- Interactive map of Paucará
- Country: Peru
- Region: Huancavelica
- Province: Acobamba
- Founded: January 15, 1943
- Capital: Paucará

Government
- • Mayor: Patricio Huaman Paitan

Area
- • Total: 225.6 km^{2} (87.1 sq mi)
- Elevation: 3,806 m (12,487 ft)

Population (2005 census)
- • Total: 26,018
- • Density: 115.3/km^{2} (298.7/sq mi)
- Time zone: UTC-5 (PET)
- UBIGEO: 090206

= Paucará District =

Paucará District is one of eight districts of the Acobamba Province in Peru.

== Geography ==
One of the highest peaks of the district is Q'illu Saywa at approximately 4400 m.

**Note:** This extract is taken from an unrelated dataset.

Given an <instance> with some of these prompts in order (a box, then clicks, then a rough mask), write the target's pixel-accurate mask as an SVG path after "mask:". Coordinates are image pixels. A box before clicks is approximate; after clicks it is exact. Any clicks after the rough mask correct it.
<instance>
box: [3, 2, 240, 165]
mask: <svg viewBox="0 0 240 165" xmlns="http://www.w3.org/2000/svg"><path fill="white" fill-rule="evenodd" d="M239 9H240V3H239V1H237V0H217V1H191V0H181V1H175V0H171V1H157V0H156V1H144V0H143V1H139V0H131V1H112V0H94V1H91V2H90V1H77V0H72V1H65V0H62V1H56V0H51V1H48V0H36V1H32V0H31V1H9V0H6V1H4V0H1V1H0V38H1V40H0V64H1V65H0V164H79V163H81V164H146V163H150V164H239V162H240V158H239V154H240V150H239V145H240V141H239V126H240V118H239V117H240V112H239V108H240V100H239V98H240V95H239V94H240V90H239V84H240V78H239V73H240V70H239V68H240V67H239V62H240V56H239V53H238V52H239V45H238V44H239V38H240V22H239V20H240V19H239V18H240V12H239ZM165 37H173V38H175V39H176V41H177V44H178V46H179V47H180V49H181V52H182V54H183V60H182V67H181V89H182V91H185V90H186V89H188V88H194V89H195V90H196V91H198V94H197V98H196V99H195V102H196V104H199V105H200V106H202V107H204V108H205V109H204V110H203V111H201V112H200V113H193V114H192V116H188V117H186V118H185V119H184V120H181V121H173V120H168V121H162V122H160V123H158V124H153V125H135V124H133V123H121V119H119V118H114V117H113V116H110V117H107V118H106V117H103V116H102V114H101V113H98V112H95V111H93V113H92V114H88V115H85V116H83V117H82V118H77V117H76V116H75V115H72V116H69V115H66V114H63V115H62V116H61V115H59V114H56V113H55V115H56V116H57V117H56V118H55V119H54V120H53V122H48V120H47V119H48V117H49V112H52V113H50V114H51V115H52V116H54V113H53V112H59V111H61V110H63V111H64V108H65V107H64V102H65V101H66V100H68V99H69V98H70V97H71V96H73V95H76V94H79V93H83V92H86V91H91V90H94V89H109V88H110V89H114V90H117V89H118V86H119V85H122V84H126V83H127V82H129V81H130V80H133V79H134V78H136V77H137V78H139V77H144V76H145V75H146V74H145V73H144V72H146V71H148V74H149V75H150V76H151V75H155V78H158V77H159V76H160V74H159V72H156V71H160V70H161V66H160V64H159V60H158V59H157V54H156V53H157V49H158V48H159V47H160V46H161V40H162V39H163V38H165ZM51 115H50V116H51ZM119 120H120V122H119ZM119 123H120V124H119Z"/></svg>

Other mountains are listed below:

- Ankapa Wachana
- Ichhu Saywa
- Kusuru
- Mach'ay Pata
- Q'ara Sinqa
- Waraqu Kancha
- Wik'uñayuq

== Ethnic groups ==
The people in the district are mainly Indigenous citizens of Quechua descent. Quechua is the language which the majority of the population (88.55%) learnt to speak in childhood, 11.31% of the residents started speaking using the Spanish language (2007 Peru Census).